I just came across this while browsing the blogs:
http://coverlaydown.com/2008/11/free-to-be-covered-in-kidfolk-a-midweek-singleshot/Cover Lay Down generally publishes twice a week, on Sundays and Wednesdays; much more, and real life starts to lose out. But occasionally, when the moments warrants it, we like to sneak in a short post here and there. Today, when technogeek, sci-fi author, and new parent Cory Doctorow noted the recent rerelease of 1972 hippie-kid classic show/CD/book Free To Be…You And Me over at
BoingBoing, something rang a bell; since I’m solo parenting this afternoon while the wife heads out to the big city, it seemed especially fitting to hop on the promotional bandwagon for their 35th anniversary set.

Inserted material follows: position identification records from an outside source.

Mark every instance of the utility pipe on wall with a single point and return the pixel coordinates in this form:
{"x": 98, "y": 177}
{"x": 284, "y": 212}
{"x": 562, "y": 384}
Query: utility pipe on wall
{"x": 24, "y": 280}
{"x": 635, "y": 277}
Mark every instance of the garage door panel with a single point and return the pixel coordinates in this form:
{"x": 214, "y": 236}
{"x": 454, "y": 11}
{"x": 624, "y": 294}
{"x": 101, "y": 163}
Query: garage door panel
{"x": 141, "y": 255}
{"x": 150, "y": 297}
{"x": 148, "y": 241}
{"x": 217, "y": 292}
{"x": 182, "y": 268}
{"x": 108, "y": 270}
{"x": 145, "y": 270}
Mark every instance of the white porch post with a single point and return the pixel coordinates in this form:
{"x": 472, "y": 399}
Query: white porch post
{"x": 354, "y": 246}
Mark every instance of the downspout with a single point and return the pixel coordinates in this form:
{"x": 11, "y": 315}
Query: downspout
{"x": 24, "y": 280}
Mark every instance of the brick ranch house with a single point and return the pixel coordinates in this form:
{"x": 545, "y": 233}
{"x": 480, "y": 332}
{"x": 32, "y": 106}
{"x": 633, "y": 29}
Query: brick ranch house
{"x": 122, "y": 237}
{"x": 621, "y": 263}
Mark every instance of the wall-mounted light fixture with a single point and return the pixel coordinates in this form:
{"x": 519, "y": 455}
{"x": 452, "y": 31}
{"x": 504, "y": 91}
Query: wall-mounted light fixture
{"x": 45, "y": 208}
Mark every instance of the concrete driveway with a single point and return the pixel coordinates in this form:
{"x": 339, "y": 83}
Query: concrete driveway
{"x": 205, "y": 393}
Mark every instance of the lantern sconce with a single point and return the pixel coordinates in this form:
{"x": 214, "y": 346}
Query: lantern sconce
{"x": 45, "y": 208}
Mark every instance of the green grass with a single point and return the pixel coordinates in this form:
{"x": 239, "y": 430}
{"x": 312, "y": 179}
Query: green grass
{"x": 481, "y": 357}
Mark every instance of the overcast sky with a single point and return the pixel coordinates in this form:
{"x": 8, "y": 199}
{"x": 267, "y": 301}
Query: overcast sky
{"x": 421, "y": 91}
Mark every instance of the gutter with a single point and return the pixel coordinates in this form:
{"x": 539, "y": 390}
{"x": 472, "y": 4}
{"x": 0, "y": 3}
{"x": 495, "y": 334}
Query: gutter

I’d say more, but the pull-quote from Cory is perfect:
It’s amazing. The new art is fabulous. And I’ve got the CD on now, and the music is just as great as I remembered. There’s Rosie Greer singing, “It’s All Right to Cry,” Michael Jackson singing “I Don’t Have to Change at All” (!), Alan Alda singing “William Wants a Doll,” Harry Belafonte singing, “Parents are People,’ the Smothers Brothers singing “Helping.” There’s Carol Channing reciting the cleaning poem, and Mel Brooks doing the convulsively funny “Boy Meets Girl” sketch. It is just brilliant.
And wonderful. If you were to distill the messages that every kid needs to hear to grow up to be a confident, loving individual who does what’s right even when society sneers, if you were to turn them into great songs, funny poems, without a hint of preachiness or condescension, it would be this book and CD. Every kid needs this book — and the organization that publishes it is every bit as great as the book itself.